We have made recommendations for enhancements to the surveillance strategy for the three principal components of the system, active trachoma, trichiasis and antibiotic resistance.

5.1.1 Surveillance of active trachoma

The evaluators conclude that trachoma surveillance is essential to monitor and evaluate the impact of the Australian Government’s Improving Eye and Ear Health Services for Indigenous Australians for Better Education and Employment Outcomes measure. The evaluation team believes that, although it is important to obtain reasonably precise measures of prevalence, a system designed to estimate prevalence and facilitate the control of trachoma is most appropriate in the Australian situation. This conclusion implies that the surveillance system should place particular emphasis on regular (but no more than annual) and comprehensive screening of populations at greatest risk; that screening should be closely linked with agreed intervention strategies and that information should be collected on the implementation of those strategies and their effectiveness.

The three jurisdictions that have implemented screening have adopted different strategies, for example, in terms of whether trachoma screening occurs along with other childhood screening and when screening occurs during the year. The evaluation team has concluded that it would not be sensible to attempt to standardise all aspects of the screening arrangements across jurisdictions. However, it is important to maintain good standards in terms of training of staff that perform screening, standardise the data collected, and standardise processes for assessing the adequacy of screening (e.g. coverage rates). It is also important for jurisdictions to comply with the CDNA Guidelines which require annual screening of trachoma endemic communities until prevalence is less than 5% for five consecutive years.top of page

The current system is not likely to produce highly representative estimates of the prevalence of active trachoma in 1-9 year old children (the WHO recommended target group). However, it is concluded that screening of all children within the school age target group (5-9 years) remains appropriate, as the prevalence of trachoma in this age group is generally an accurate indicator of the levels of trachoma in the 1-4 year old age group, and provides an appropriate basis on which action can be decided.
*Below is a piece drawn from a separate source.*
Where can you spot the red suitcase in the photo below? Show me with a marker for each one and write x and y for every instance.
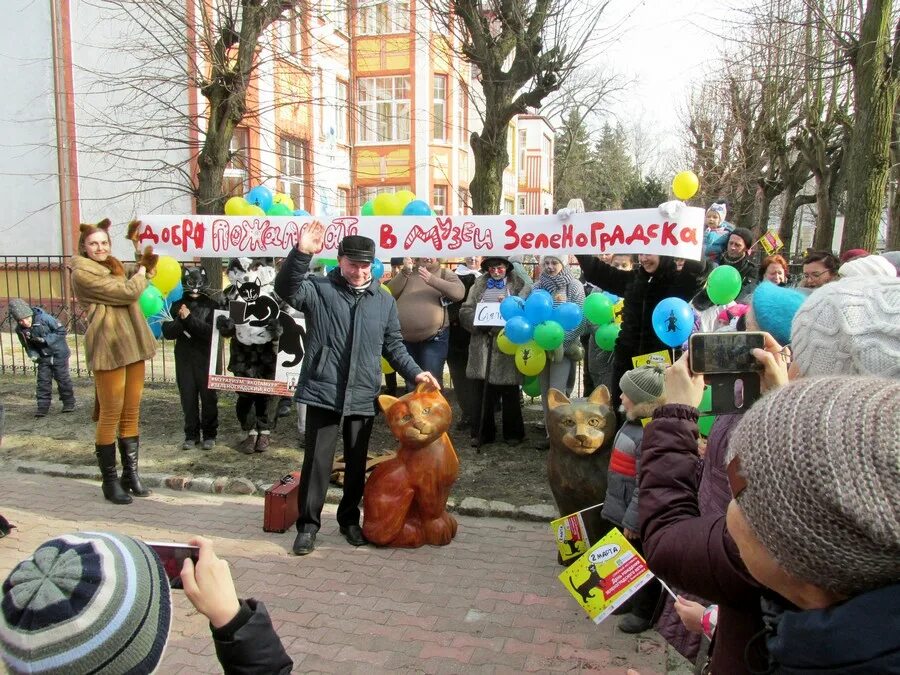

Other factors that impact on the representativeness of the estimates of active trachoma prevalence include:
  • where coverage rates for screening are low, the resulting prevalence rates are unlikely to be representative of trachoma prevalence in the community;
  • children not attending school who are not screened are likely to be more exposed to social, housing and environmental conditions that are associated with trachoma;
  • not all of the ‘at risk’ communities with endemic trachoma are screened annually until prevalence is <5% for five consecutive years, as required by the CDNA Guidelines; and
  • the recent National Indigenous Eye Health Survey has shown that there is trachoma in some communities in Queensland and NSW, jurisdictions in which there is no screening.
These problems need to be tackled to ensure that the national trachoma surveillance system can be used to assess the impact of the trachoma surveillance and control component of the Improving Eye and Ear Health Services for Indigenous Australians for Better Education and Employment Outcomes measure announced by the Prime Minister in February 2009. To start the improvement process, the evaluators initially considered that formalising the definition of ‘at risk’ communities, by identifying objective criteria and decision rules to improve the basis for estimating prevalence rates and aid the interpretation of the derived prevalence rates. Consultation with stakeholders revealed that validating and determining such criteria would be problematic. In view of these difficulties, the historical anecdotal determination of ‘at risk’ communities is considered to be appropriate, so long as the screening strategy is enhanced.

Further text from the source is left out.